His collection included works from a number of well-known calligraphers and painters from the Three Kingdoms, Jin, Tang, Song, and Yuan dynasties. He constructed the Tianlai Pavilion (天籁阁, Tianlai Ge) as a private museum for calligraphy and paintings. He frequently hosted appreciation events attended by elites, connoisseurs, literati, and artists of his time. Among his guests there were esteemed painters such as Wen Zhengming, Qiu Ying, and Dong Qichang.

He had an obsession of stamping his collection seals on authentic works and marking their prices. For example, he stamped 98 seals on the calligraphy work Lantingji Xu by Chu Suiliang, and over 70 seals on the calligraphy work Huaisu's Autobiography by Huaisu. Such a practice was criticized by Ming and Qing scholars as excessive, profit-driven, and disrespectful to the authentic art works. Although it was commended by contemporary researchers that these markings provided critical information for the collection and trading of art works at Xiang's time.

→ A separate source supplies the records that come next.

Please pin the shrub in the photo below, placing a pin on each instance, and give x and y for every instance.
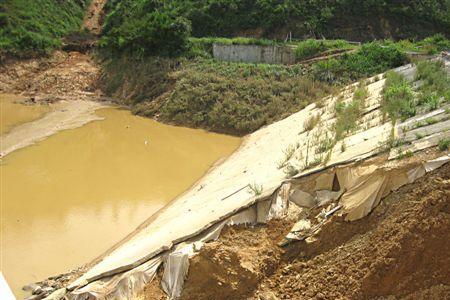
(398, 99)
(309, 48)
(311, 122)
(435, 83)
(369, 60)
(347, 116)
(146, 28)
(444, 144)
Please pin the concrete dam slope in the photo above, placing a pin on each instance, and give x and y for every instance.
(254, 172)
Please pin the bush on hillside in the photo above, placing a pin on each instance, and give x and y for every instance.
(398, 99)
(370, 59)
(145, 28)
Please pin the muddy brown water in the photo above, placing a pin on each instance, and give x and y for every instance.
(70, 197)
(13, 113)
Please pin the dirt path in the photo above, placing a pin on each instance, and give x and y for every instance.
(399, 251)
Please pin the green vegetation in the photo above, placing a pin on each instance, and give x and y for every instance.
(290, 170)
(444, 144)
(435, 84)
(430, 45)
(398, 99)
(370, 59)
(311, 122)
(143, 28)
(30, 27)
(318, 17)
(347, 114)
(310, 48)
(256, 189)
(225, 97)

Xiang himself was proficient in calligraphy and landscape painting, learning calligraphy from Zhao Mengfu and painting from Huang Gongwang and Ni Zan. His painting "Bamboo and Chrysanthemum" was included in the Catalogue of the Stone Canal Treasure (石渠宝笈), a Qing dynasty art collection of the imperial family. His collection was nearly looted during the early years of the Qing dynasty. Today, over 650 calligraphies and 790 paintings of Xiang's collection are trackable, they are housed at the Palace Museum in Beijing, the National Palace Museum in Taipei, as well as in various museums and private collections in Hong Kong and Japan.

== Family ==
Xiang had six sons. The eldest son was Xiang Dechun, also known as Xiang Mu, the author of Shufa Yayan (书法雅言) and Yuanzhenzi Shicao (元贞子诗草). The second son was Xiang Decheng, who served at the imperial court office for calligraphy and painting. The third son was Xiang Dexin, a painter. His grandson Xiang Shengmo was a noted landscape painter.

== Work ==
- Shancai Paying Respect (善才顶礼), housed at the National Palace Museum in Taipei, Taiwan.
- Imitating Su Shi's Longevity Bamboo Painting (仿苏轼寿星竹图), housed at the National Palace Museum in Taipei, Taiwan.
- Bamboo Arrow Painting (梓竹图), housed at the National Palace Museum in Taipei, Taiwan.
- Orchid and Bamboo Painting (兰竹图), housed at the National Palace Museum in Taipei, Taiwan.
- Cypress Tree Painting (柏子图), housed at the Palace Museum in Beijing, China.